Ils ont donc choisis des endroits stratégiques pour construire leurs forteresses quitte à négocier après construction, les modalités de transfert des droits de propriété, partant du principe "j'y suis, j'y reste"

Chateau_de_Landsberg_Stuber_by_1870

C'est ce qui c'est passé ici pour la construction du Landsberg : Bien que les Staufen (Hohenstaufen) soient les avoués, càd les ministériels (traduit ça par les "protecteurs") des abbayes sus citées, ils poussent leurs vassaux à construire les châteaux sur des terres ne leurs appartenant pas, et ce n'est qu'en 1200 que l'abesse de Hohenbourg (Mont St Odile) leurs vend la parcelle sur laquelle est construite le château de Landsberg.

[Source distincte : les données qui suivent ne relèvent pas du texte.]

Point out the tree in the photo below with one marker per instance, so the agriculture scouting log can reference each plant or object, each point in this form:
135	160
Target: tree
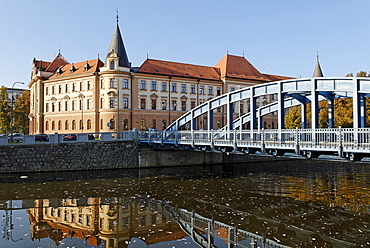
292	118
21	112
5	111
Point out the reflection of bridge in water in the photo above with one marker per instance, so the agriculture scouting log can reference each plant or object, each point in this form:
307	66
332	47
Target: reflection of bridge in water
116	221
246	132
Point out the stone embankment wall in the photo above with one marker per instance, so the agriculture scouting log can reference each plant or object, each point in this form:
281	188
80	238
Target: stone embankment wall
107	155
69	156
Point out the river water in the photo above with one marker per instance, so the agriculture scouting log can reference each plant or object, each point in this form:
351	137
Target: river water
296	203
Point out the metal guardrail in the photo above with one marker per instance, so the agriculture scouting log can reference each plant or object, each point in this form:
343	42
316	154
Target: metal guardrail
344	141
67	138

Et c'est le chevalier Conrad de Landsberg qui est nommé par charte comme ayant droit sur le château.

C'est lui aussi (Le chevalier Conrad de Lansdberg) qui va entamer les "grands" travaux du château, grands travaux qui seront achevé par Woelflin, bailli impérial, en 1220.

Chateau_de_Landsberg_au_16e_et_17e_siecle_Friess

Le Lansdberg reprend les plans militaires inaugurés avec le Bernstein. Cet art militaire trouvera son apothéose avec l'Ortenbourg au XIIIème siècle.

Pour y accéder, il faut prendre la départementale 854 à partir de Barr direction le Mont St Odile. Puis prendre la 109 sur une petite centaine de mètres. Vous y trouverez un chemin balisé par le club vogien, chemin qui vous mènera au château en une bonne dizaine de minutes.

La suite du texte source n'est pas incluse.